A gracEmail reader in central Texas writes: “Our congregation is not growing. Some believe it is because we do not know how to grow a church. We need help. Can you suggest some guidelines that might help us get started?”
* * *
It is good for us to think about the growth of God’s kingdom and of his church, and to pray and work accordingly. We must fill our minds with Scripture principles, however, lest we be distracted by worldly models of success (Rom. 12:1-2; Col. 3:1-3). The Bible emphasizes the spiritual growth of God’s men and women, individually and collectively, not the numerical growth of a particular local assembly (Eph. 2:21; 4:14-15; 1 Peter 2:2; 2 Peter 3:18). The goal of godly growth is the glory of God (Isaiah 61:3; John 15:8). The source of such growth is God himself (1 Cor. 3:6-7). The means of such growth is union with Christ (John 15:1-6; Eph. 4:16; Isaiah 61:11).
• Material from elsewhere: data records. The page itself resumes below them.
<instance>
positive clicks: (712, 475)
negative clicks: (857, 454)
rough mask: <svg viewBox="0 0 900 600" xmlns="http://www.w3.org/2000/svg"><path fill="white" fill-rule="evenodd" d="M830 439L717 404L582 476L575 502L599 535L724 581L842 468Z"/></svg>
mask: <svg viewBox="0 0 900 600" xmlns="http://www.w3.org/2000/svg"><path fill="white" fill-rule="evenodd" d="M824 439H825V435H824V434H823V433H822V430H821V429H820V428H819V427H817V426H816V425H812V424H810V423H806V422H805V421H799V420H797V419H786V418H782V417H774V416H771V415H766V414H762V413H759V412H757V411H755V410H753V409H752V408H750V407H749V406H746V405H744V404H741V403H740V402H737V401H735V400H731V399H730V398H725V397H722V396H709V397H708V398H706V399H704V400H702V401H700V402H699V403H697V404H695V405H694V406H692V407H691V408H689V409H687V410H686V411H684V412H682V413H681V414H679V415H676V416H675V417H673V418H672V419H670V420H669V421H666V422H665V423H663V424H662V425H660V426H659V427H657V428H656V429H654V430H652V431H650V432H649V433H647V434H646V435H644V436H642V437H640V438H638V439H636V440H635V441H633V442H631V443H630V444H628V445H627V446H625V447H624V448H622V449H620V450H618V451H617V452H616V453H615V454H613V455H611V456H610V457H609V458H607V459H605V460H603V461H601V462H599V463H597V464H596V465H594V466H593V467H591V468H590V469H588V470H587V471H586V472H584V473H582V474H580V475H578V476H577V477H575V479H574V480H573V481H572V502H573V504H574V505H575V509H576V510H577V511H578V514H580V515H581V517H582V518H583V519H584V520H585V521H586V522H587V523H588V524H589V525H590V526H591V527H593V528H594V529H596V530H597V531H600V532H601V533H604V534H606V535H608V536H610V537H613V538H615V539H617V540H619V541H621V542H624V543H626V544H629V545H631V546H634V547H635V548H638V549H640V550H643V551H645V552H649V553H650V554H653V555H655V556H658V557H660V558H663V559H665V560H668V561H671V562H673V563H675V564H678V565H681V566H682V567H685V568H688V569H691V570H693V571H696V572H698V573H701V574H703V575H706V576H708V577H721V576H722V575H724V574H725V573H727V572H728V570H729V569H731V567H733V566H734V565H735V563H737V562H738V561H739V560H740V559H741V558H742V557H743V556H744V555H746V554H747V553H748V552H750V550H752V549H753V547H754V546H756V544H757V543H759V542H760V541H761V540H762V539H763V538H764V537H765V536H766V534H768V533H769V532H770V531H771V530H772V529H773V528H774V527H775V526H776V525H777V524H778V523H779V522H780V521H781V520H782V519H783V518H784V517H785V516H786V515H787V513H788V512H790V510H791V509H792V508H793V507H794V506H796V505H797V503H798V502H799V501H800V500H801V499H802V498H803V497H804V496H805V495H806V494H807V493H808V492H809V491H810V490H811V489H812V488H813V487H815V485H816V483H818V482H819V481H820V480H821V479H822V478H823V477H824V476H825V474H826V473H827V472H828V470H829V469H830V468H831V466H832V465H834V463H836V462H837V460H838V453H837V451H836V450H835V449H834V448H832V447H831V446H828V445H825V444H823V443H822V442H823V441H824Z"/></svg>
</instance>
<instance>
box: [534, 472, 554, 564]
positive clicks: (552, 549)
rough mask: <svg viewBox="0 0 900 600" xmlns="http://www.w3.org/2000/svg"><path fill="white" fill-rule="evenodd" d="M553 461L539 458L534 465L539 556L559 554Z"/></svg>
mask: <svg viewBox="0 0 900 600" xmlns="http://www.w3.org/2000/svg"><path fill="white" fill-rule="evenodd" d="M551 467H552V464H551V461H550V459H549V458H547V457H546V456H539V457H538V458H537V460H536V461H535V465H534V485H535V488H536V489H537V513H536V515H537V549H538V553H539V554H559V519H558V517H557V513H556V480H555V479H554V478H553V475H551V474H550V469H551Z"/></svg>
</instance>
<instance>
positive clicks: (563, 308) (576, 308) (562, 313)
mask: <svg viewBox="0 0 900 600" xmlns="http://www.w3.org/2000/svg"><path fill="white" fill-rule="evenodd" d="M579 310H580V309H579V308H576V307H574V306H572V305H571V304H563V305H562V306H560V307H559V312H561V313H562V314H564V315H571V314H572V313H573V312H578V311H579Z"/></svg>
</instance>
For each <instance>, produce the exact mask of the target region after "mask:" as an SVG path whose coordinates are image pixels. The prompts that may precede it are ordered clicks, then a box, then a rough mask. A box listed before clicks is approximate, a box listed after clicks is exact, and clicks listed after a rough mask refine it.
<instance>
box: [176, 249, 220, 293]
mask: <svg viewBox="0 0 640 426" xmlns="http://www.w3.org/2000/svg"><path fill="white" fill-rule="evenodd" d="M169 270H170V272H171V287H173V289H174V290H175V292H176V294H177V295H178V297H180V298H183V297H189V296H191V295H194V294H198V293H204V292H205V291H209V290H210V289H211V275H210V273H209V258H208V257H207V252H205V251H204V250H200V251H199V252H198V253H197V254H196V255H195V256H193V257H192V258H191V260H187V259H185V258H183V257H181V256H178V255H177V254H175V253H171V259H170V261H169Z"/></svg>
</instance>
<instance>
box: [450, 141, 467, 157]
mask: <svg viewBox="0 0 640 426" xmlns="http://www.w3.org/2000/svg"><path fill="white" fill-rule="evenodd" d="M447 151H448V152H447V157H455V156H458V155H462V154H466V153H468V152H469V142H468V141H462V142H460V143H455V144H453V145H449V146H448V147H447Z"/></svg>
The more important question is not our size but our faithfulness to God. The church originally met in private homes (Acts 12:12; Col. 4:15; Philemon 1-2). Sometimes God increases the numbers of believers in a particular city (Acts 2:47; 5:14; 11:24), and sometimes he scatters believers for the spread of the Gospel (Acts 8:2). Yet this does not minimize our need for introspection. Our first priority must be God’s kingdom and righteousness (Matt. 6:33), and some other questions might help us determine whether it really is.
What would you consider church “growth?” Transfers of membership? Proselytes from other denominations? Conversions of the unsaved? A productive fruit tree must grow deep roots, then strong branches, and finally healthy fruit. Can you identify your church’s situation in those terms? What is the primary message from your pulpit? Is it Christ or something else? What do your members perceive to be the church’s most urgent mission? Do you view ministry as the business of every Christian — or as something done by paid professionals?
Are you convicted, energized or encouraged by the singing, praying, preaching or Communion each Sunday? Do visitors ever say they sense the Presence of God in your assemblies? Do you allow any room for God’s immediate prompting? Are peace and joy hallmarks of your church? Do outsiders sense Christ’s welcome and compassion through you? How do you relate to other Christians in the town who are not just like you? Do the people in your congregation obviously love each other and truly live in community? Do you together ask God to reveal his agenda for your congregation — then seek to hear his answer? Will you be content to serve God faithfully, at any numerical size?